FIG. 3. — Analysis of ECM deposition in the tendon. (A) Similar signal intensities were observed by immunostaining for collagen types I (col1α2), matrilin-2 (matn2), and decorin in P14 Achilles tendon. Collagen type III (col3α1) signals were reduced in Tnmd-deficient tendon. Bar, 100 μm. (B) Coomassie blue staining of P14 tail tendon extracts showed similar intensities of the collagen α1(I) band. No differences in signal intensities were found by probing for collagen types III (col3α1, 130 kDa) and VI (col6α3, 180 to 200 kDa), matrilin-2 (matn2, 120 to 150 kDa), and decorin (90 to 120 kDa). (C) Immunostaining for the different α chains of collagen VI revealed similar signal intensities for the collagen VI α1 chain (col6α2) and the α2 chain (col6α2), whereas decreased signal intensity was obtained for the α3 chain (col6α3).
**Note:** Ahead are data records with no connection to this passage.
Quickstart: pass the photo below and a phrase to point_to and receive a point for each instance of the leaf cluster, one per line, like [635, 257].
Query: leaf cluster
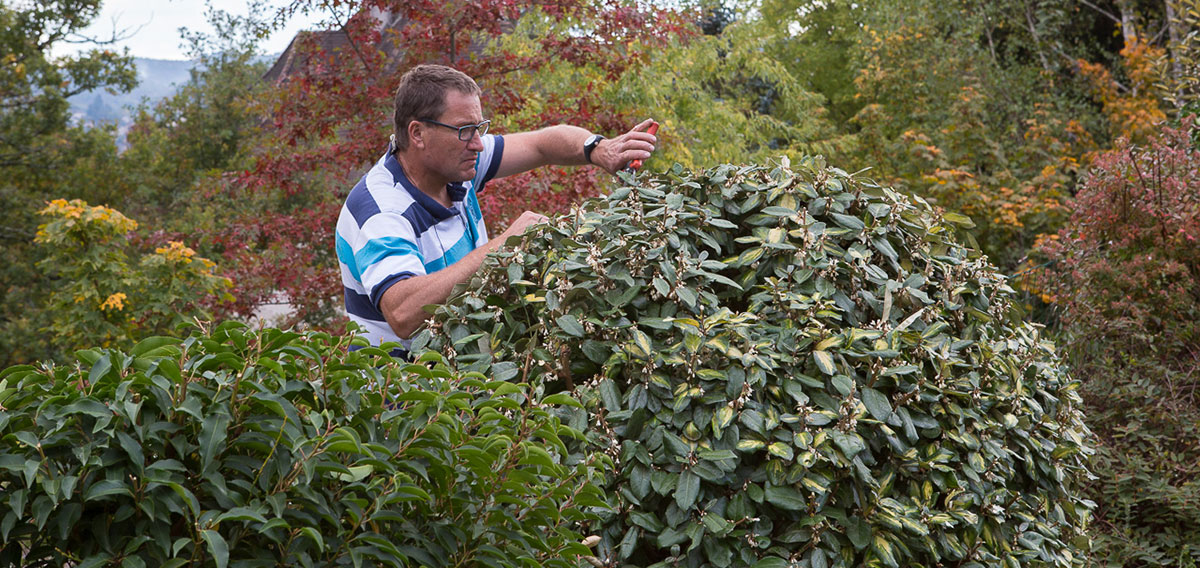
[247, 448]
[790, 366]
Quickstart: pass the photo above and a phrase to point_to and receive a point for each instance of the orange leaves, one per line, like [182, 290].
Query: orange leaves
[1133, 109]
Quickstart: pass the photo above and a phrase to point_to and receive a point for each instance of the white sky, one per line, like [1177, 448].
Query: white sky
[157, 23]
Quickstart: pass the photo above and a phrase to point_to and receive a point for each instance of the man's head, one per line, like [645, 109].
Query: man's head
[421, 95]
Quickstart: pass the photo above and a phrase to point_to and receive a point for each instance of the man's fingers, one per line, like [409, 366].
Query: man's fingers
[643, 125]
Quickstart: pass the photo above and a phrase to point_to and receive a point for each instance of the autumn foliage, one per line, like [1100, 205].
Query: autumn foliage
[330, 119]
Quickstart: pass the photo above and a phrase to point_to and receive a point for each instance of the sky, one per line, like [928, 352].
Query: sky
[155, 25]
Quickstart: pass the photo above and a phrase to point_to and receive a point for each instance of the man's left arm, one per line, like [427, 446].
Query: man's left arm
[563, 145]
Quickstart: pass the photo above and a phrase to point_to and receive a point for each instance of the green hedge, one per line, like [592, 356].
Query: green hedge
[240, 448]
[790, 366]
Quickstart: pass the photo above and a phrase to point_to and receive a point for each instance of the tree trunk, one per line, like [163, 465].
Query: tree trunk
[1128, 22]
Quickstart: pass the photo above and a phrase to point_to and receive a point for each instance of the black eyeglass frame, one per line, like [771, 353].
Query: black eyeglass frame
[469, 130]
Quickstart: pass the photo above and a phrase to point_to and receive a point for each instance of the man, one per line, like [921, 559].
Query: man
[412, 228]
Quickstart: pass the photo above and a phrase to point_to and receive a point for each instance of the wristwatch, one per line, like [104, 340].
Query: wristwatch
[591, 144]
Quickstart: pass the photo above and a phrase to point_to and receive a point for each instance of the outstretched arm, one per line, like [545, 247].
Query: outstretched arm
[403, 302]
[563, 145]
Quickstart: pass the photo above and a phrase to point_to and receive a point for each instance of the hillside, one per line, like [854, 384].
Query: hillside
[157, 78]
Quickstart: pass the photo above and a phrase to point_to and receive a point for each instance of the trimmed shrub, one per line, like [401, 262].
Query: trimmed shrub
[235, 448]
[790, 366]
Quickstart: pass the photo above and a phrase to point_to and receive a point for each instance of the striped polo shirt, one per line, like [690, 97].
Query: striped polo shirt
[390, 231]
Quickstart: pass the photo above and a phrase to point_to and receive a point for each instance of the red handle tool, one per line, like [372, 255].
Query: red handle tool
[637, 163]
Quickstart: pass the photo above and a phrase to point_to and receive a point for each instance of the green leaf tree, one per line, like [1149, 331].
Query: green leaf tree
[42, 154]
[102, 291]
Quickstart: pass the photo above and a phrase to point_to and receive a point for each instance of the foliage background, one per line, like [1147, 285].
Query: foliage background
[1024, 114]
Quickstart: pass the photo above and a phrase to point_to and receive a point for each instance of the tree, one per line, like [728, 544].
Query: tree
[42, 154]
[1122, 281]
[329, 119]
[978, 107]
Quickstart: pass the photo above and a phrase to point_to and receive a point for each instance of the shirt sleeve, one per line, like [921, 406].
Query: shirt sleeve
[489, 161]
[388, 253]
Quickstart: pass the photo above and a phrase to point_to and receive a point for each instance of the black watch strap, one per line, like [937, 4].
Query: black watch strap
[591, 144]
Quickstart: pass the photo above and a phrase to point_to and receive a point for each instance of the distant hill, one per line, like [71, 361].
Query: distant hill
[157, 78]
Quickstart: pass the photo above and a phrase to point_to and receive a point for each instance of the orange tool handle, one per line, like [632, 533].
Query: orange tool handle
[637, 163]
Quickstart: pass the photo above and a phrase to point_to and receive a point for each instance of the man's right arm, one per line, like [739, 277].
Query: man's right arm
[402, 304]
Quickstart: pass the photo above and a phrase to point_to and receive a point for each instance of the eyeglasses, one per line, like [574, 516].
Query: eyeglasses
[465, 132]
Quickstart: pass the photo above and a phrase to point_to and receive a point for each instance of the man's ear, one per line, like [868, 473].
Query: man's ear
[415, 135]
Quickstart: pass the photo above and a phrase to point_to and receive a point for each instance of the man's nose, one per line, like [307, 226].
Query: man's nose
[475, 143]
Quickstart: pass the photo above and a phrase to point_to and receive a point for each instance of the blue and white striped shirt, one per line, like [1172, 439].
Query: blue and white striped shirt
[390, 231]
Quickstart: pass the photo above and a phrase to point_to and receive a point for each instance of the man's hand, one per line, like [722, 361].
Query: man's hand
[525, 221]
[615, 154]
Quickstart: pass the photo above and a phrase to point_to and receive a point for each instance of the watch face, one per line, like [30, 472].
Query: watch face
[591, 144]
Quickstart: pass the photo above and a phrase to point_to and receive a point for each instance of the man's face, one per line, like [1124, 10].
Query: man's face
[445, 153]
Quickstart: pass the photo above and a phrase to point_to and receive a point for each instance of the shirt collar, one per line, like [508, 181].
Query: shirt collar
[457, 191]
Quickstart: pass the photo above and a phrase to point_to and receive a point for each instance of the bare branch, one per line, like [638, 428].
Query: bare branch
[1102, 11]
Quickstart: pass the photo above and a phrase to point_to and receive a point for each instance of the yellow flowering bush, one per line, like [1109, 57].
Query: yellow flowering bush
[109, 292]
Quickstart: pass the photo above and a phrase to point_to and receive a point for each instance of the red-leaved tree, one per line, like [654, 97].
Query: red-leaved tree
[1125, 279]
[539, 64]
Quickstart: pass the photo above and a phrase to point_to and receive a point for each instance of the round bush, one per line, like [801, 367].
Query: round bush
[237, 448]
[790, 366]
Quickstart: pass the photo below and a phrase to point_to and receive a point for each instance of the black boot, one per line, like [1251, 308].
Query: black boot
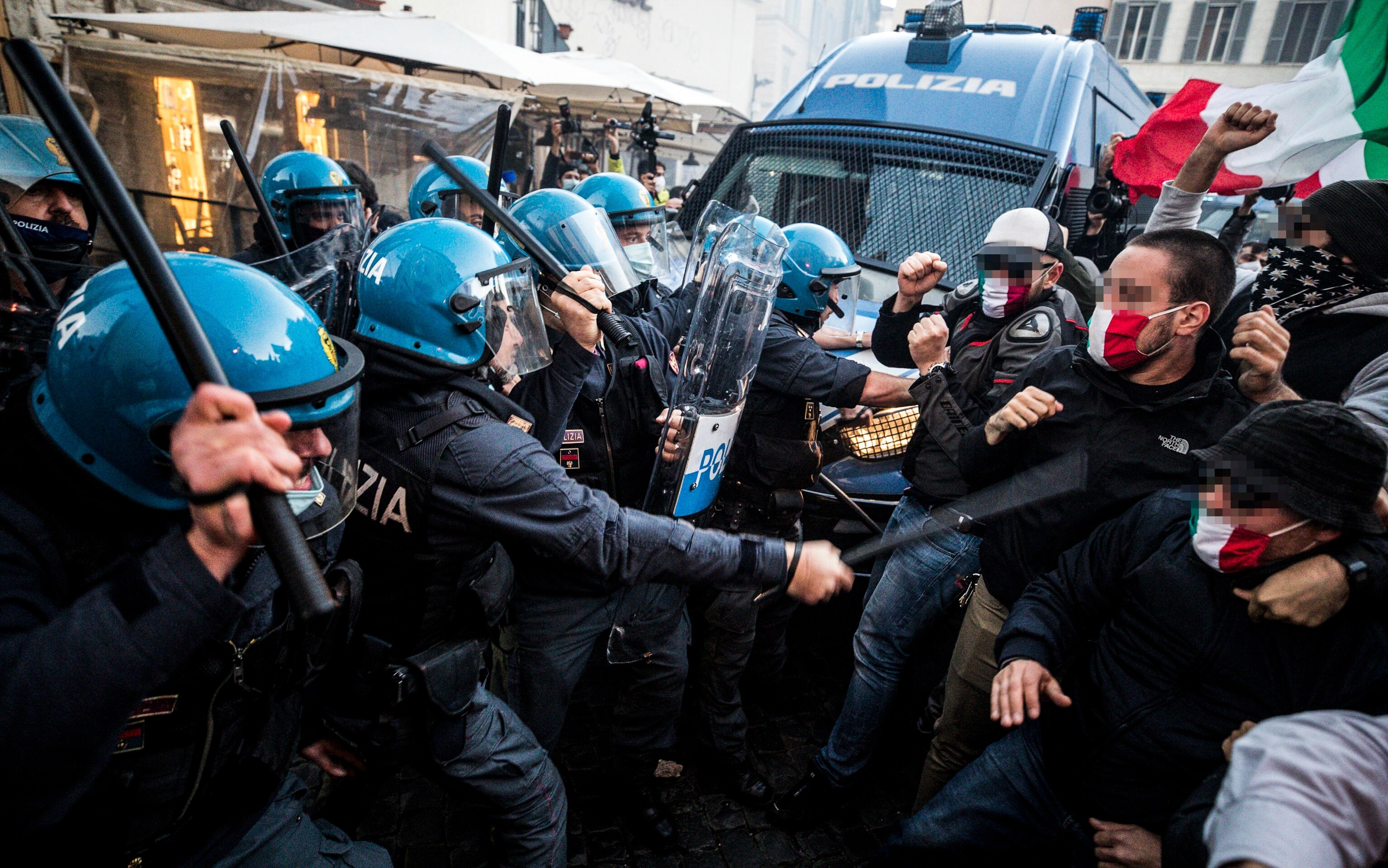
[810, 801]
[744, 784]
[649, 819]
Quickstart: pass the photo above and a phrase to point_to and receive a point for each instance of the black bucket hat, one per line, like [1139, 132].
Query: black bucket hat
[1326, 463]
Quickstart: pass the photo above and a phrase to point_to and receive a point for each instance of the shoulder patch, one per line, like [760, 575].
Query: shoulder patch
[1033, 327]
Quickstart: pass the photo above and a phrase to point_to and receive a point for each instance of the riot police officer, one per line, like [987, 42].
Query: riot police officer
[152, 675]
[640, 228]
[608, 443]
[450, 474]
[308, 196]
[775, 455]
[436, 195]
[46, 202]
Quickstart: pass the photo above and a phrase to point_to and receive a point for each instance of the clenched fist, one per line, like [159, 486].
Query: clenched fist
[929, 342]
[820, 574]
[1029, 408]
[915, 277]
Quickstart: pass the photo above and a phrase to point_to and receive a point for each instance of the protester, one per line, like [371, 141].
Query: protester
[1301, 791]
[1173, 663]
[1146, 391]
[986, 337]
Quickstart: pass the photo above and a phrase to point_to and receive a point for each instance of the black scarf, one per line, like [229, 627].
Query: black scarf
[1305, 280]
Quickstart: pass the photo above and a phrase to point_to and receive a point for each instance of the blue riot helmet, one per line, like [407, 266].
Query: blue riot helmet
[577, 234]
[817, 273]
[308, 195]
[443, 291]
[113, 389]
[38, 181]
[638, 221]
[436, 195]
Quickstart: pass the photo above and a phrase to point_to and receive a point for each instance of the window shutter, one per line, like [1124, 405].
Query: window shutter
[1236, 43]
[1279, 35]
[1330, 25]
[1154, 42]
[1115, 28]
[1193, 33]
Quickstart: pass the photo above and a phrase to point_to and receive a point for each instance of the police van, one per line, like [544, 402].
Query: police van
[917, 141]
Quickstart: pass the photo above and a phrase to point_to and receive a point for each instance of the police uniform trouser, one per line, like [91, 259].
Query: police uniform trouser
[286, 836]
[965, 727]
[740, 635]
[643, 634]
[489, 759]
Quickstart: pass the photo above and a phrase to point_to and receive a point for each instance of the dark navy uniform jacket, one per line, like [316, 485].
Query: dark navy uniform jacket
[495, 482]
[777, 443]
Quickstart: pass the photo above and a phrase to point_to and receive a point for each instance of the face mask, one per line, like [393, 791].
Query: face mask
[57, 249]
[640, 257]
[1113, 337]
[302, 500]
[1230, 548]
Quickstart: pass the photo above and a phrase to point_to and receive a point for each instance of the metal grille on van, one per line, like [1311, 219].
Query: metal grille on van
[889, 192]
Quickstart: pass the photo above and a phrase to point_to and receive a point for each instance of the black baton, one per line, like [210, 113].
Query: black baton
[257, 195]
[499, 156]
[611, 326]
[274, 520]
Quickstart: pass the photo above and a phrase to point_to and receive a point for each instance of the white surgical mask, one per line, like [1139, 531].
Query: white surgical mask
[302, 500]
[642, 259]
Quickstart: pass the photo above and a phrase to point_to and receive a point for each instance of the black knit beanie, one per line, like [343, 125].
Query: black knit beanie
[1355, 214]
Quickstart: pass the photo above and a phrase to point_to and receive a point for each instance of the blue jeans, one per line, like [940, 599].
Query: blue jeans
[999, 810]
[907, 599]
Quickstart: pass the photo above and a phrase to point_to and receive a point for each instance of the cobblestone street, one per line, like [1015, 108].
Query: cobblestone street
[425, 830]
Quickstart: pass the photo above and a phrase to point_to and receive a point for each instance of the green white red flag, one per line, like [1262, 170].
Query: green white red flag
[1331, 125]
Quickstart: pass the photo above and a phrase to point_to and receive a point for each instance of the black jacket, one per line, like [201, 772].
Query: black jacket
[117, 678]
[1162, 663]
[495, 482]
[1137, 442]
[986, 355]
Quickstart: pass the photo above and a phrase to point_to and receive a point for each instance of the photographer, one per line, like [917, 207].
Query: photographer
[1103, 238]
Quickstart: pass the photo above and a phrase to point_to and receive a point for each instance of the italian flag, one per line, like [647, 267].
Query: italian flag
[1331, 125]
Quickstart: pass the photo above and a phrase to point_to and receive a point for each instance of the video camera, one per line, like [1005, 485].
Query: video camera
[1112, 202]
[646, 133]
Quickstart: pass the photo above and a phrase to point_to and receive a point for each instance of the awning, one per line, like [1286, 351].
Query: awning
[404, 38]
[633, 78]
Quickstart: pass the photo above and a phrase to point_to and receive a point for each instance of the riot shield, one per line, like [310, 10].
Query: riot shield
[324, 275]
[706, 231]
[724, 343]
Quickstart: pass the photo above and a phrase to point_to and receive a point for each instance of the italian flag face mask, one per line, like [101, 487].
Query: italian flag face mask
[1230, 548]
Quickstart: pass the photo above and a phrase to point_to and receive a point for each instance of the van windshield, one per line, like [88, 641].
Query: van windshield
[887, 192]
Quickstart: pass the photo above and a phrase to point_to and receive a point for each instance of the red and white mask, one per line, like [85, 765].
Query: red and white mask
[1113, 337]
[1230, 548]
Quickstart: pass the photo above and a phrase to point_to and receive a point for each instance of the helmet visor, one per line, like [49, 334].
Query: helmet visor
[316, 213]
[843, 294]
[322, 274]
[325, 418]
[587, 239]
[456, 204]
[516, 328]
[646, 243]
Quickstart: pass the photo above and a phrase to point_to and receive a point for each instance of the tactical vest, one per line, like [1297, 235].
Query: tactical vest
[421, 587]
[214, 742]
[610, 443]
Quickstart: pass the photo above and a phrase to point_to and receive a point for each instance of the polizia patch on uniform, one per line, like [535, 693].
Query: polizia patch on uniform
[155, 706]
Bar, 100 μm. (D) Tnmd and collagen VI α3 showed similar distribution patterns with a predominant pericellular localization. Bar, 10 μm.

Tendon ultrastructure, in particular ECM and collagen fibril morphology, was investigated by electron microscopy. Cross-sections from 6-month-old wild-type Achilles tendon revealed a uniform distribution of collagen fibril diameters typical for the mature stage of tendon maturation (21) (Fig. 4). Cross-sections of Tnmd-null tendons had a greater variation of collagen fibril calibers with a higher proportion of thick fibrils (Fig. 4B). Fibrillar surfaces of Tnmd-null tendons were uneven and rough, whereas collagen fibrils were round and smooth in sections derived from control mice (Fig. 4).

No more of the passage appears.